By way of context, historically, and consistent with competition authorities in other leading jurisdictions, the Canadian Competition Bureau has approached product market definition in the advertising and media industries on the basis that each different type of media (e.g., radio, television, newspapers, flyers, out-of-home, etc.) constitutes a separate market. Divestitures of radio stations, television channels and newspapers have been required precisely on this basis.
For its part, and although contested merger jurisprudence in Canada is extremely rare, the Competition Tribunal, in 1992, supported an even narrower product market definition than had been proposed by the Bureau in the only fully litigated media merger in Canada, the Southam case, finding that daily newspapers and community newspapers were not in the same product market. In relation to nascent electronic media, the Tribunal wrote:
The evidence with respect to the electronic media is that they are too weak substitutes to be considered part of the same retail advertising market as newspapers.

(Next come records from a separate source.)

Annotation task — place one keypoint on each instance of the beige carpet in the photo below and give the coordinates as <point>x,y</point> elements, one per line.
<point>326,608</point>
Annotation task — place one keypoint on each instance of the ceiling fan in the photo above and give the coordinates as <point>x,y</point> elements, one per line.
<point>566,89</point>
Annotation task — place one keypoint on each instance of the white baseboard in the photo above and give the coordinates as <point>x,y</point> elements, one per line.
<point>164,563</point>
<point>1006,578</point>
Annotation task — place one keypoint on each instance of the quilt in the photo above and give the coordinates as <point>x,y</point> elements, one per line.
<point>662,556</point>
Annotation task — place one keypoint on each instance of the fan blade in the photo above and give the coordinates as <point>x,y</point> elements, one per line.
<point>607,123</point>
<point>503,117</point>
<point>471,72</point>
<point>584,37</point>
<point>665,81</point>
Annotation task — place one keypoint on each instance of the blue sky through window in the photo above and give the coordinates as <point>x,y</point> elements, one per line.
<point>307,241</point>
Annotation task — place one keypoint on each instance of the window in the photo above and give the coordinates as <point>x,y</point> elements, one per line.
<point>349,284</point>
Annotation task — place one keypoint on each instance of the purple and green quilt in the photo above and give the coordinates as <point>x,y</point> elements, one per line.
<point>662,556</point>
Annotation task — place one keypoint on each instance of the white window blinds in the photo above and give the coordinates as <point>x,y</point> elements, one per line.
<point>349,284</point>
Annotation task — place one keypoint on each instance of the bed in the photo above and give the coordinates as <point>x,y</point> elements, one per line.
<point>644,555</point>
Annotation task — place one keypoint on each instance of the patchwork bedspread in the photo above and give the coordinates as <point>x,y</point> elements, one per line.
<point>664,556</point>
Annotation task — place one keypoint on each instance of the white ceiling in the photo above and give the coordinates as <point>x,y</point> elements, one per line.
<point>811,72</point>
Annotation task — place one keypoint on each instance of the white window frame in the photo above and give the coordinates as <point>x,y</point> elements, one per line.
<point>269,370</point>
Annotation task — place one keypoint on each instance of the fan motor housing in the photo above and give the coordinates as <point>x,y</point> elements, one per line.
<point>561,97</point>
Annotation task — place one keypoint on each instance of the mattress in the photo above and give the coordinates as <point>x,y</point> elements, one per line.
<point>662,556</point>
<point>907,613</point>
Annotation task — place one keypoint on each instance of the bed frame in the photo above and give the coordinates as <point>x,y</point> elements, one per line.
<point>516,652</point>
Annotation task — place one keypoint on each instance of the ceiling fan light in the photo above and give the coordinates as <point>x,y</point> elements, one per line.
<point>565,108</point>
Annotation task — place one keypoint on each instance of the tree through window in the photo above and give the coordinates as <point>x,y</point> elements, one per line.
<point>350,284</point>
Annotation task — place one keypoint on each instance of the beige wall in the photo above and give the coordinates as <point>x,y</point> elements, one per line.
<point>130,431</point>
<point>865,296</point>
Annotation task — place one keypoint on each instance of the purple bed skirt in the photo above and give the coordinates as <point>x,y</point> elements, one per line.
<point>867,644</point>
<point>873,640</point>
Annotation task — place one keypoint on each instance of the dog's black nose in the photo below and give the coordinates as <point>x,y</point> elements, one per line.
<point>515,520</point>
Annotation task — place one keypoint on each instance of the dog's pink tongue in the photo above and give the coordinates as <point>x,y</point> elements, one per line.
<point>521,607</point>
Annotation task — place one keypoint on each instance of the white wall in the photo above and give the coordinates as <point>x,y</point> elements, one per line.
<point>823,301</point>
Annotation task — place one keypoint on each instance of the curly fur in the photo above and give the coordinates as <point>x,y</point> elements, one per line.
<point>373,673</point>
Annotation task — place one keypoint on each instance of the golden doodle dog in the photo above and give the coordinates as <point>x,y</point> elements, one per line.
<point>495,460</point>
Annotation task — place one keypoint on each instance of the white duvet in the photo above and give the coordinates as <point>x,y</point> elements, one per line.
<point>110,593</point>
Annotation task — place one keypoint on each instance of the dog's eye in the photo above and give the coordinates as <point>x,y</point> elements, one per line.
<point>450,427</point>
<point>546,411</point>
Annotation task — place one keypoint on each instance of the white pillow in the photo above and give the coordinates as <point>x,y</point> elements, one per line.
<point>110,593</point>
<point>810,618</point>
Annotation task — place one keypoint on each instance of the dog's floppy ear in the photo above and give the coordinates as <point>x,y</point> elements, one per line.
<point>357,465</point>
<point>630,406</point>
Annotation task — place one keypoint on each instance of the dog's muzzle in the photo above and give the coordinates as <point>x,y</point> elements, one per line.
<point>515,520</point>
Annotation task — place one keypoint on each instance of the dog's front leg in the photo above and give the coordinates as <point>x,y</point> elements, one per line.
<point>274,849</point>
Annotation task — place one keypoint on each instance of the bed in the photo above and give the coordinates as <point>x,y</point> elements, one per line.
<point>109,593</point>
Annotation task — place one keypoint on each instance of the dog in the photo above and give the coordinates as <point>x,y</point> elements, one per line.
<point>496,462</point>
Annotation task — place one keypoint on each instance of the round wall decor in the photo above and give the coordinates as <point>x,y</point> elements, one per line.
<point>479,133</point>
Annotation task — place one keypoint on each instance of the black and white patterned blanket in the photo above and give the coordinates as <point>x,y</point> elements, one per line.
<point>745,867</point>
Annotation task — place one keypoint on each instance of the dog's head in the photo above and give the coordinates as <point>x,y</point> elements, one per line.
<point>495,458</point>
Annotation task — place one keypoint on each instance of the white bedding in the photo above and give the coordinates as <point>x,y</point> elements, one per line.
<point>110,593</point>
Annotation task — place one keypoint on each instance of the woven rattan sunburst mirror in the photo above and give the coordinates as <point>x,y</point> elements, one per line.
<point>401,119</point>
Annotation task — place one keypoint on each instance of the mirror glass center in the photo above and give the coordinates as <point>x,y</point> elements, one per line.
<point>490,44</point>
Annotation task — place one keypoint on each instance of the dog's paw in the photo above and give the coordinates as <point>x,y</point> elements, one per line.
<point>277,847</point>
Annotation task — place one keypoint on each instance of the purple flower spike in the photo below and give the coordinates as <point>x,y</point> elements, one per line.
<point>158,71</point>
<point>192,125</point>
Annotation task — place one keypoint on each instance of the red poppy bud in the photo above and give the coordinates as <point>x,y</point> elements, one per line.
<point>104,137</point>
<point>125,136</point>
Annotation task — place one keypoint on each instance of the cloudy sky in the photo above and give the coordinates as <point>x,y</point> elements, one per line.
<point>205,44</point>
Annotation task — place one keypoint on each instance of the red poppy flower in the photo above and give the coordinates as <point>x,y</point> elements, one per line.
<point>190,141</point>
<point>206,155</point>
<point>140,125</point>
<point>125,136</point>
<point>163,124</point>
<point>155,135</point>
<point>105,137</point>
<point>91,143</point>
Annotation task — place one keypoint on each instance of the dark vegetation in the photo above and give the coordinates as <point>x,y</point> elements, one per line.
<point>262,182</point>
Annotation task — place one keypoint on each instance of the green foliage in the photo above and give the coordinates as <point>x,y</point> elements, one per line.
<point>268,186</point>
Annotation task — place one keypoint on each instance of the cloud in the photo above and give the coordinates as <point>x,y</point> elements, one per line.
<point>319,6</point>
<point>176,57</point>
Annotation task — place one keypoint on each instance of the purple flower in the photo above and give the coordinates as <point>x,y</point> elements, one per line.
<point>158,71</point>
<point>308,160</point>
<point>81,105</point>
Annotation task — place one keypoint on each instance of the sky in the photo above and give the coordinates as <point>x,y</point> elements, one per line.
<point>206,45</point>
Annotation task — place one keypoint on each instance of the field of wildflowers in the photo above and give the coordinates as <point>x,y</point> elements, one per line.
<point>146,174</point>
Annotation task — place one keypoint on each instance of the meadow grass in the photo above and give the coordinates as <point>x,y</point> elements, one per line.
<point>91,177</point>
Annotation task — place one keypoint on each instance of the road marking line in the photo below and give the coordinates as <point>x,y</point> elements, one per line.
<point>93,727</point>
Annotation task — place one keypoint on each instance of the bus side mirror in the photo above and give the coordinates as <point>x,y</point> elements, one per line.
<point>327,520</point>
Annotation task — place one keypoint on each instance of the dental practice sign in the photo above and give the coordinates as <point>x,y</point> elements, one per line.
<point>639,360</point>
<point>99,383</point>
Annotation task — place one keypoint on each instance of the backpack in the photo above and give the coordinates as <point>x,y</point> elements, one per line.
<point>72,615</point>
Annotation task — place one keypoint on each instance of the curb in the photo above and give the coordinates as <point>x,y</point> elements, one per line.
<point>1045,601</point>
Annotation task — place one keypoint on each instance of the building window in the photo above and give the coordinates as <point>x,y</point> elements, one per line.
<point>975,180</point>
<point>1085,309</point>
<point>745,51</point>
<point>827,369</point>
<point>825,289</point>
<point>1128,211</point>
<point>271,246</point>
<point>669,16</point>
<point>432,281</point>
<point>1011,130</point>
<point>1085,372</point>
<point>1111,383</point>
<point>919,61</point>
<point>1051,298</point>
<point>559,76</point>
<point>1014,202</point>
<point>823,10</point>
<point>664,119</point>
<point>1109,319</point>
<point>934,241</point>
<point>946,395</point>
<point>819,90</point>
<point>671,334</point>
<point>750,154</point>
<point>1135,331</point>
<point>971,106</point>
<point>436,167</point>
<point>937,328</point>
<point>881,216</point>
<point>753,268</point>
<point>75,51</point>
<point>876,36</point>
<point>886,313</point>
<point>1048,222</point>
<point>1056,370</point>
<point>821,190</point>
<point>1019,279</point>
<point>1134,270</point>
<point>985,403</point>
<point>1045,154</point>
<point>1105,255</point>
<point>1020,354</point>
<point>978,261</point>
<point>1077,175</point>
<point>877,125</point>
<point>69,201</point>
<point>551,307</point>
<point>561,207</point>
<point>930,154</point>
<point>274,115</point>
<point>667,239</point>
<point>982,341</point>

Some 22 years later, in June 2014, the Bureau reached a remarkably similar conclusion in its analysis of Transcontinental’s acquisition of Quebecor Media’s community newspapers in Quebec:
… for the purposes of the present merger review, the Bureau determined that the relevant market was comprised solely of advertising in community newspapers. However, the Bureau recognizes that the degree of substitutability between advertising in community newspapers and online advertising is evolving…
A few months later, however, the Bureau approved the divestiture of numerous of these community newspapers to a buyer who only offers online advertising services and would not continue to publish printed editions of the newspapers, on the basis that no other interested buyer existed for the newspapers in question. While it is debatable whether this divestiture amounted to a true competition law remedy within the traditional meaning of that phrase (because how could a purchaser who does not compete in the relevant market remedy a substantial lessening of competition in that relevant market), the obvious interest of this buyer, and its approval by the Bureau, puts into doubt, at the very least to some degree, the strength of the original conclusion regarding market definition.
The outcome of the Transcontinental / QMI newspaper transaction, together with the conclusions reached during the TVA / Transcontinental magazine transaction, may turn out to represent an important chapter in the Bureau’s evolving review of media mergers. The next media transaction on the Bureau’s docket is Postmedia’s proposed acquisition of Sun Media’s English-language daily newspaper business. The Bureau’s pronouncements on market definition and the role of the Internet in that transaction will be eagerly anticipated.